Given that we can now specify the vacuum cost delay settings for
autovacuum and disable tables and everything else, I'm not sure we this
anymore, at least not as it was originally designed.  It sounds like
Itagaki is doing things a little different with his patch, but I'm not
sure I understand it.

>>  - I removed autovacuum_naptime guc variable, because it is adjusted
>>    automatically now.

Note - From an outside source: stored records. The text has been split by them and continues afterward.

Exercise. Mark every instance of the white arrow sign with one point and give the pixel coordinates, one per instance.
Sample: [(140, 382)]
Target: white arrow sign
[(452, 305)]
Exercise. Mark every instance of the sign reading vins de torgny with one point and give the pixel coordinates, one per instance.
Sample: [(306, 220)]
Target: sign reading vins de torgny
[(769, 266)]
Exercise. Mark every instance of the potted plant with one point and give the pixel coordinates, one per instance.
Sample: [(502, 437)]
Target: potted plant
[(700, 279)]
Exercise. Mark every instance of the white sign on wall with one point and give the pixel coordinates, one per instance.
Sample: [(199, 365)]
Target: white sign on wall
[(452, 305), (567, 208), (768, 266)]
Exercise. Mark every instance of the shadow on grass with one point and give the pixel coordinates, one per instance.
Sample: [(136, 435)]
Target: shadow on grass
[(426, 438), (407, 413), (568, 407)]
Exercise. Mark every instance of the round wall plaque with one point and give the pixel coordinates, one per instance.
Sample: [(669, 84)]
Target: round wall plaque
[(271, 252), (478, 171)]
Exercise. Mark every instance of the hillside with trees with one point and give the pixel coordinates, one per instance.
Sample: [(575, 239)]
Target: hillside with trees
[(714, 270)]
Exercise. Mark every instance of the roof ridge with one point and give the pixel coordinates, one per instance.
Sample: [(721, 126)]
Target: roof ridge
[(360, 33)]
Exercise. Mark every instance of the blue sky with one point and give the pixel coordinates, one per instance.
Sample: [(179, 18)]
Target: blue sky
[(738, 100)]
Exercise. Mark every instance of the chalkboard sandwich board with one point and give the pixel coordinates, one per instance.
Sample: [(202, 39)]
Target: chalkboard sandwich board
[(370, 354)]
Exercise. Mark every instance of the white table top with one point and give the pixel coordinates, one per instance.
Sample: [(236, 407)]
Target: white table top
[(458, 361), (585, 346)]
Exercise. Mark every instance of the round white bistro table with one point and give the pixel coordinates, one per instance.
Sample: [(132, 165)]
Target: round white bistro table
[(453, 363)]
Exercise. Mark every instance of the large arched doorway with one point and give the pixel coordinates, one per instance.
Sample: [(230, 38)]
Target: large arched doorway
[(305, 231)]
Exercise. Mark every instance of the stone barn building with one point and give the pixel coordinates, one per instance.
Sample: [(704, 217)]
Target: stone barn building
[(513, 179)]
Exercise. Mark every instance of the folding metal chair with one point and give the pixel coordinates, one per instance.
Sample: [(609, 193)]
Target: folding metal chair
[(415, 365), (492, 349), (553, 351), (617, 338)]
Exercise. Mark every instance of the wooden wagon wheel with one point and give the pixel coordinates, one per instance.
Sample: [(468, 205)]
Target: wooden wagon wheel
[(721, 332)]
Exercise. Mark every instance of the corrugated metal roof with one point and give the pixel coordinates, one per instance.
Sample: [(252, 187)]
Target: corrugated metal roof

Is it appropriate?
>
> I think we should provide the user with a way to stop the naptime from
> changing at all.  Eventually we will have the promised "maintenance
> windows" feature which will mean the user will not have to worry at all
> about the naptime, but in the meantime I think we should keep it.

I'm not sure that's true.  I believe we will want the naptime GUC option
even after we have the maintenance window.  I think we might ignore the
naptime during the maintenance window, but even after we have the
maintenance window, we will still vacuum during the day as required.

My vision of the maintenance window has always been very simple, that
is, during the maintenance window the thresholds get reduced by some
factor (probably a GUC variable) so during the day it might take 10000
updates on a table to cause a vacuum but during the naptime it might be
10% of that, 1000.  Is this in-line with what others were thinking?


Autovacuum maintenance window (was Re: Adjust autovacuum naptime automatically)

From
Alvaro Herrera
Date:
Matthew T. O'Connor wrote:

> My vision of the maintenance window has always been very simple, that
> is, during the maintenance window the thresholds get reduced by some
> factor (probably a GUC variable) so during the day it might take 10000
> updates on a table to cause a vacuum but during the naptime it might be
> 10% of that, 1000.  Is this in-line with what others were thinking?

My vision is a little more complex than that.  You define group of
tables, and separately you define time intervals.  For each combination
of group and interval you can configure certain parameters, like a
multiplier for the autovacuum thresholds and factors; and also the
"enable" bit.  So you can disable vacuum for some intervals, and refine
the equation factors for some others.  This is all configured in tables,
not in GUC, so you have more flexibility in choosing stuff for different
groups of tables (say, you really want the small-but-high-update tables
to be still vacuumed even during peak periods, but you don't want that
big fat table to be vacuumed at all during the same period).

I had intended to work on this during the code sprint, but got
distracted.  I intend to do it for 8.3 instead.

--
Alvaro Herrera                                http://www.CommandPrompt.com/
The PostgreSQL Company - Command Prompt, Inc.

Re: [HACKERS] Autovacuum maintenance window (was Re: Adjust autovacuum

From
"Matthew T. O'Connor"
Date:
Alvaro Herrera wrote:
> My vision is a little more complex than that.  You define group of
> tables, and separately you define time intervals.  For each combination
> of group and interval you can configure certain parameters, like a
> multiplier for the autovacuum thresholds and factors; and also the
> "enable" bit.  So you can disable vacuum for some intervals, and refine
> the equation factors for some others.  This is all configured in tables,
> not in GUC, so you have more flexibility in choosing stuff for different
> groups of tables (say, you really want the small-but-high-update tables
> to be still vacuumed even during peak periods, but you don't want that
> big fat table to be vacuumed at all during the same period).

That sounds good.  I worry a bit that it's going to get overly complex.
I suppose if we create the concept of a default window that all new
tables will be automatically be added to when created, then out of the
box we can create 1 default 24 hour maintenance window that would
effectively give us the same functionality we have now.

Could we also use these groups to be used for concurrent vacuums?  That
is autovacuum will loop through each group of tables independently thus
allowing multiple simultaneous vacuums on different tables and giving us
a solution to the constantly updated table problem.